Thank you 9 and gr8 for your replies.

I need to find a way to pick myself back up. I thought I was doing well, most days I was able to stay really positive. The phone call from my brother earlier this week about his new girl really set me back. I NEED to get over it.

I guess it sounds like I did some things well today and definitely made mistakes as well. I guess I cannot expect perfection from myself, but I know I do set my standards high, and I do not expect myself to make the mistakes that I did.

I am at bit of a crossroads in this journey. My commitment is starting to slip some.

Quote:
Why do all LBSs think the ball is in the the WAW court?
Not true, just like you only brought 50% of the problems to the M the WAW is only 50% of this situation too.
YOU can decide too, what's best for you?

I see what you’re saying, but it is hard not to think she has more control than I do right now. What is best for me? I still think saving my M is best for me. So I have made my choice, and I am trying to do the best I can with regard to that choice. But, in order for that to ever happen, she needs to make a difference choice than she is right now. I guess that is why I feel “the ball is in her court.”

Quote:
Ok, so from this convo it is clear she want action taken regarding the house.
What do you want?
How much effort on your part needs to be put into selling the house?
I would let her do the work in regards to the house.

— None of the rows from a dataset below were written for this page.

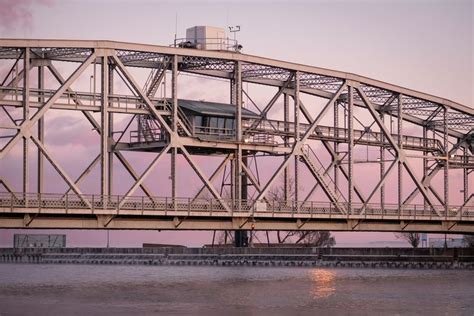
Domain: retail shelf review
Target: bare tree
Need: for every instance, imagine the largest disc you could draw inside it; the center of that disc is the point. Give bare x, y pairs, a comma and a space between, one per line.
412, 238
469, 241
316, 239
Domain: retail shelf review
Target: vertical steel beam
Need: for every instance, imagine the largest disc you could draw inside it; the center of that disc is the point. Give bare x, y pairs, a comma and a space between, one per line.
400, 146
382, 165
111, 133
446, 163
40, 171
104, 132
336, 145
297, 133
465, 177
286, 172
425, 163
238, 130
174, 123
26, 117
350, 149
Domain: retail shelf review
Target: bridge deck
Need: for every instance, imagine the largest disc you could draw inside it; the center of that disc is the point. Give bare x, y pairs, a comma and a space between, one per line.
67, 211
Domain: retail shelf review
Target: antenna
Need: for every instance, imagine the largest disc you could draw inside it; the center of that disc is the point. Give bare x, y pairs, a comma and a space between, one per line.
176, 28
234, 29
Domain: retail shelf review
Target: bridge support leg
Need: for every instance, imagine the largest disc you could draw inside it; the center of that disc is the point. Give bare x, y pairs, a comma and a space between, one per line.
40, 173
26, 117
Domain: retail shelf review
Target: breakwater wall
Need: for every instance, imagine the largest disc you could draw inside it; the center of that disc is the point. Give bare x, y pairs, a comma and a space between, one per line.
422, 258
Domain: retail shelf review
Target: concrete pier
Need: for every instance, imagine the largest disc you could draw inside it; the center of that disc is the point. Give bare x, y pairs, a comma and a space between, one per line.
398, 258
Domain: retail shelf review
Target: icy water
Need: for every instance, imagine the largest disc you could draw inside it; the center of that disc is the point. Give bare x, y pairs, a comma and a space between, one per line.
170, 290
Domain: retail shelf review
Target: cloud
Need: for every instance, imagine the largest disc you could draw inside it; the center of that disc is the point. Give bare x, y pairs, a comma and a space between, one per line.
18, 13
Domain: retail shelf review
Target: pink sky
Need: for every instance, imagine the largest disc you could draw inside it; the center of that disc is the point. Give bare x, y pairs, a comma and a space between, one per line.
424, 45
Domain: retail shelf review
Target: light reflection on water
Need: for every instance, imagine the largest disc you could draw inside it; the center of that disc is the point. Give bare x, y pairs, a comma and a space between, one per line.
147, 290
323, 283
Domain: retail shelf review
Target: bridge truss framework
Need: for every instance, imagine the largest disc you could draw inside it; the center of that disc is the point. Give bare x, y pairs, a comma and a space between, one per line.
440, 135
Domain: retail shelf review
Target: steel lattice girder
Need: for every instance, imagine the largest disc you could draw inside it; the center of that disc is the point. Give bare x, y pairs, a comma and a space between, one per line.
418, 108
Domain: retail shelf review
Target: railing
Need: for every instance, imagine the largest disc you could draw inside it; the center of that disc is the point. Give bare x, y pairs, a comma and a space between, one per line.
148, 135
13, 202
339, 134
86, 98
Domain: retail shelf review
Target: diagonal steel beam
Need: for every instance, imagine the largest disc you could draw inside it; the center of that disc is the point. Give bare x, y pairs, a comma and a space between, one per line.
333, 154
400, 154
83, 174
297, 145
140, 93
264, 112
7, 187
427, 180
26, 125
323, 112
214, 175
379, 184
203, 178
144, 175
59, 169
327, 190
252, 178
96, 126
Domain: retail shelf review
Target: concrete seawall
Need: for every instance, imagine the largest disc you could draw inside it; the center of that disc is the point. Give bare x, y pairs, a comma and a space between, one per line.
425, 258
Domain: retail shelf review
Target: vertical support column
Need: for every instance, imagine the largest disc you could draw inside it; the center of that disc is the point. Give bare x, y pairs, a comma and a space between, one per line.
382, 165
286, 172
232, 161
465, 177
336, 145
446, 164
297, 135
400, 145
26, 117
350, 145
425, 163
40, 180
110, 135
104, 133
240, 181
174, 124
238, 130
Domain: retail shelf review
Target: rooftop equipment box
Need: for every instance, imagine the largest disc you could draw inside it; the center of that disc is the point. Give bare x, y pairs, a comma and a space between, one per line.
207, 37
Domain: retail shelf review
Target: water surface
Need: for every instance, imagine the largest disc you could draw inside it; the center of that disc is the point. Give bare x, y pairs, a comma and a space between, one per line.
145, 290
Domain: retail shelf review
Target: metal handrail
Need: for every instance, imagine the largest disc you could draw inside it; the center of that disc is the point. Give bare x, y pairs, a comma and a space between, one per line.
15, 200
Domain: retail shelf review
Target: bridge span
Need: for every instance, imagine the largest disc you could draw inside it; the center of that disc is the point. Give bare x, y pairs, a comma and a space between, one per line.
293, 147
164, 213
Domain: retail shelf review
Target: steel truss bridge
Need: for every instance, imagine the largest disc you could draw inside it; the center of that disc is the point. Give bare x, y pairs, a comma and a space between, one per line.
414, 142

I agree and that is what I have been doing, and I will continue to do. She does need to take responsibility for this.

Quote:
Great job keeping your composure. She will/has taken noticed your strength to handle difficult situations.
Women want to feel safe. Showing her strength was a good sign.

Yes, pull back, let her handle the effects of her own decisions.


Thanks. This is where it is hard not to want to just shake them. Yell “what are you thinking!!!????” But I know what I need to do, now it is just a matter of executing. I was there before, just need to find my way back.


BITS

Happiness is not something ready made. It comes from your own actions.